In a technology world where terms like Internet of Things (IoT), big data, augmented reality and bots are hot, a conversation about modems might seem painfully antiquated. But phone modems are still a surprisingly viable way for hackers to gain access to your organization’s valuable data. So today, we’re talking about the process for setting up an environment for interacting with modems, as well as gaining access to routers and other internal systems connected to the targeted modem.
Taking a step back first, it is important to explain the methods for attacking a phone modem to understand why assessing the security of this technology is so important. Assessments like the one that will be covered in this blog were part of our standard methodology less than 10 years ago. Due to a change in focus from telephone systems to more Internet-based attacks, modem tests have been put on the back burner.
War Dialing was a common method of searching for computers and other systems near the end of the 20th century. The process is similar to port scanning (a technique used to identify open ports and services available on a network host) today, where a large list of telephone numbers is scanned and the tone returned listened to determine if the number is a modem and the types of services running on that particular system.
After determining if the number is in fact a modem on the other end, interacting with the modem can occur either via a tool called Minicom using Ubuntu, or directly through a serial connection using PuTTY on Windows. Setup is straightforward and requires little configuration. Once complete, it is as simple to use as dialing a number on a telephone (see commands below).
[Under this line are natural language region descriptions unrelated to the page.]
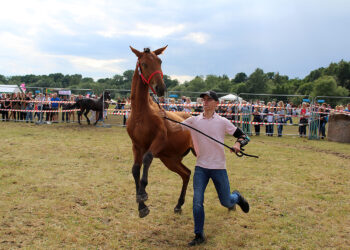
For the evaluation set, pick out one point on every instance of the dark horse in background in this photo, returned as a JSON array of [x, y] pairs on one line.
[[87, 104], [151, 135]]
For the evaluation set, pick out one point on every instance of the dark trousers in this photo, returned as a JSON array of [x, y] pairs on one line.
[[257, 129], [5, 115], [269, 130]]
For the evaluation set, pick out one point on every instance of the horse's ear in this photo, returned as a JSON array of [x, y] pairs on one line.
[[160, 51], [136, 52]]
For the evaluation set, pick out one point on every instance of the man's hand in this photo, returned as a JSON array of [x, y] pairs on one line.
[[236, 148], [162, 113]]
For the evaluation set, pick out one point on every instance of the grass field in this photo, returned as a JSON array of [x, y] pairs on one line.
[[70, 186]]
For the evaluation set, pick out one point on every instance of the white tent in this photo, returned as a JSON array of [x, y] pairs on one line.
[[230, 97], [9, 89]]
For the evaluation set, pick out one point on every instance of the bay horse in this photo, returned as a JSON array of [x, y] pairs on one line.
[[87, 104], [150, 134]]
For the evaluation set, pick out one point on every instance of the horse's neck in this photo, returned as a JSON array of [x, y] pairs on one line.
[[139, 94]]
This is where the fun begins, and where this blog details how Protiviti was able to gain access to a router on a remote network.
Setting Up the Lab Environment
In order to communicate with the client’s modem, we needed to first obtain the following hardware and cables:
- Carrier grade modem – Protiviti used a US Robotics Courier External 56K dial-up modem.
- USB to Serial DB25 cable – To connect the modem to the laptop
- VoIP ATA (optional) – If a telephone line is not accessible, then an ATA would be required to convert the analog signal to digital and then back to analog on the client’s end.
- Laptop running Windows or Linux – Protiviti used an IBM T60 running Kali Linux since the tool needed to dial out was preinstalled within the APT repository.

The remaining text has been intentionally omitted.